- Born: March 31, 1955 (age 70)
- Citizenship: British
- Occupation: Engineer
- Known for: Formula One Engineer
- Title: Former Chief Designer

= Tim Densham =

British engineer

Tim Densham (born 31 March 1955) is a former British Formula One engineer. He was most recently the chief designer at the Renault Formula One team.

==Biography==
Densham started his career in motorsport with Team Lotus – the top team at the time – and started working at Ketteringham Hall under Colin Chapman. Densham soon was promoted to the position of race engineer, where he worked with Elio de Angelis in 1984 and Johnny Dumfries the following year. He went on to work with Satoru Nakajima when the team landed Honda engines in 1986. Away from the race tracks, he did a lot of testing work with Ayrton Senna and Nelson Piquet and eventually became assistant chief engineer in charge of Team Lotus research and development department. Team Lotus, however, was plagued with financial issues, so in 1990 Densham decided to move on and found a job with Brabham.

He worked as a designer once again and was the race engineer for Stefano Modena in 1990 and Mark Blundell in 1991. When Sergio Rinland left the team at the end of 1991 Densham was named chief designer for the BT61 project but the team went bankrupt so it closed down in the middle of the season with the new car never having been built.
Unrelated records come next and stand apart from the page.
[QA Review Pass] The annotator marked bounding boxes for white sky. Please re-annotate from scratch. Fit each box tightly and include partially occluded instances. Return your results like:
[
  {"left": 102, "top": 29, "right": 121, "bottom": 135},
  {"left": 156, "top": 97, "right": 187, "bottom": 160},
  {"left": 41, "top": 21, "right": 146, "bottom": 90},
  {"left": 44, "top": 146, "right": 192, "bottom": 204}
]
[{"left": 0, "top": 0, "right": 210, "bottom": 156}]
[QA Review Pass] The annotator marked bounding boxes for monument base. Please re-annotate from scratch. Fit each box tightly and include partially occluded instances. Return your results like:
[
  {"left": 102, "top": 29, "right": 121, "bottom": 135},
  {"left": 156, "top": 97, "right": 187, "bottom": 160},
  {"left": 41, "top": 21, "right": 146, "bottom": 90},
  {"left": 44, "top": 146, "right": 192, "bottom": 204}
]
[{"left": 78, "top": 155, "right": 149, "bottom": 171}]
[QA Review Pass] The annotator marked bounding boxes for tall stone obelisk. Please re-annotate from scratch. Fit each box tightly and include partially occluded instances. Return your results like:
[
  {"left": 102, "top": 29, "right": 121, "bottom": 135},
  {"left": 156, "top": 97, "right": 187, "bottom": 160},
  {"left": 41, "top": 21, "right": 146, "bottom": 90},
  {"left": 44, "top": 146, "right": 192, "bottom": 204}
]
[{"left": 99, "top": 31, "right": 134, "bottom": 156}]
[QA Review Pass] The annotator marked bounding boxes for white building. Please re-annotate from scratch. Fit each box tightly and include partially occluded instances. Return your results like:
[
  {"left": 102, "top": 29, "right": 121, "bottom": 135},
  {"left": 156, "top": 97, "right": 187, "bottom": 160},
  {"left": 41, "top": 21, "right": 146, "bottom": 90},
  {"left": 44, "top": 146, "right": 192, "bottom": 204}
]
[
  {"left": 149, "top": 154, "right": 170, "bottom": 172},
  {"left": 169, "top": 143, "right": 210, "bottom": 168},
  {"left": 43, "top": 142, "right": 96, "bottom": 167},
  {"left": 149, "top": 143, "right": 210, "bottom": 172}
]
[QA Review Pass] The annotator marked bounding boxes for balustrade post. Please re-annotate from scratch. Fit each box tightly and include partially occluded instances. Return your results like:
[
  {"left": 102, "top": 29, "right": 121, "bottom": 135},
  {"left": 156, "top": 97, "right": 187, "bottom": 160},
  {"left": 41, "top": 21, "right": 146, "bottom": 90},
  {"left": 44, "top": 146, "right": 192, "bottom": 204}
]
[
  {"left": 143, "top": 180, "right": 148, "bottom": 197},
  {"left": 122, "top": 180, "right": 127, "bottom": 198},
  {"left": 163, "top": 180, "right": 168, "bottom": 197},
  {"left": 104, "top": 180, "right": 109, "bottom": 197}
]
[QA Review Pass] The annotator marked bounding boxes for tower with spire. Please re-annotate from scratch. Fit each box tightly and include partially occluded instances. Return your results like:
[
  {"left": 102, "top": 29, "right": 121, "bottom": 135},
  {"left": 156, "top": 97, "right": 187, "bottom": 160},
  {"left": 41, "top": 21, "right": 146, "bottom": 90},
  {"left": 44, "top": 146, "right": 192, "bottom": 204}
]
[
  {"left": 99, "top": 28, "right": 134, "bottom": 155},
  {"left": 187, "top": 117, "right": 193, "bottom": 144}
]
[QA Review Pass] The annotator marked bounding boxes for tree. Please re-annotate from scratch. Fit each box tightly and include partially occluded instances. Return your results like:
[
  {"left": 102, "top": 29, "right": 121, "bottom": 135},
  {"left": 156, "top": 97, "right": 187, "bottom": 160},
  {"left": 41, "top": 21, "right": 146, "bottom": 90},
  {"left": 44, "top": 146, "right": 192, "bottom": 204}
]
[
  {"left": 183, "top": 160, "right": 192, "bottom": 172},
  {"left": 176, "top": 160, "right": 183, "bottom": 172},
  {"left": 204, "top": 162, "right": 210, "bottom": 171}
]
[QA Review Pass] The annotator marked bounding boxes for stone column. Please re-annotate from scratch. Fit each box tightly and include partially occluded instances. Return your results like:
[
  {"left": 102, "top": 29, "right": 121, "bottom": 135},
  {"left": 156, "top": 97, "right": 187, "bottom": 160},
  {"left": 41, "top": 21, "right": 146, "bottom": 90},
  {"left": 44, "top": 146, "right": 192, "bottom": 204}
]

In late 1992 Densham joined Tyrrell as a design engineer. He was soon back on the racing team as race engineer to Andrea de Cesaris, Mark Blundell (again) and Ukyo Katayama, who he engineered in 1995 and 1996.

At the start of 1998, however, Densham decided that he no longer wanted to attend races as he had in the past and moved to the test team. In the mid-season he quietly left Tyrrell and soon afterwards began working at a secret design center in Leatherhead, Surrey, on the Honda F1 car. This was built by Dallara in Italy and ran for the first time in December with Jos Verstappen at the wheel. The death of Harvey Postlethwaite in 1999 resulted in Honda canceling the program and Densham was recruited to be chief designer at Benetton. He led the engineering department which designed the Benetton-Playlife B200 and remained with the team after it was taken over by Renault Sport.

With Renault, Densham designed cars won back to back drivers' and constructors' titles in 2005 and 2006 and were one of the most competitive teams in the mid to late 2000s. In 2011 Densham left Renault and retired from Formula One.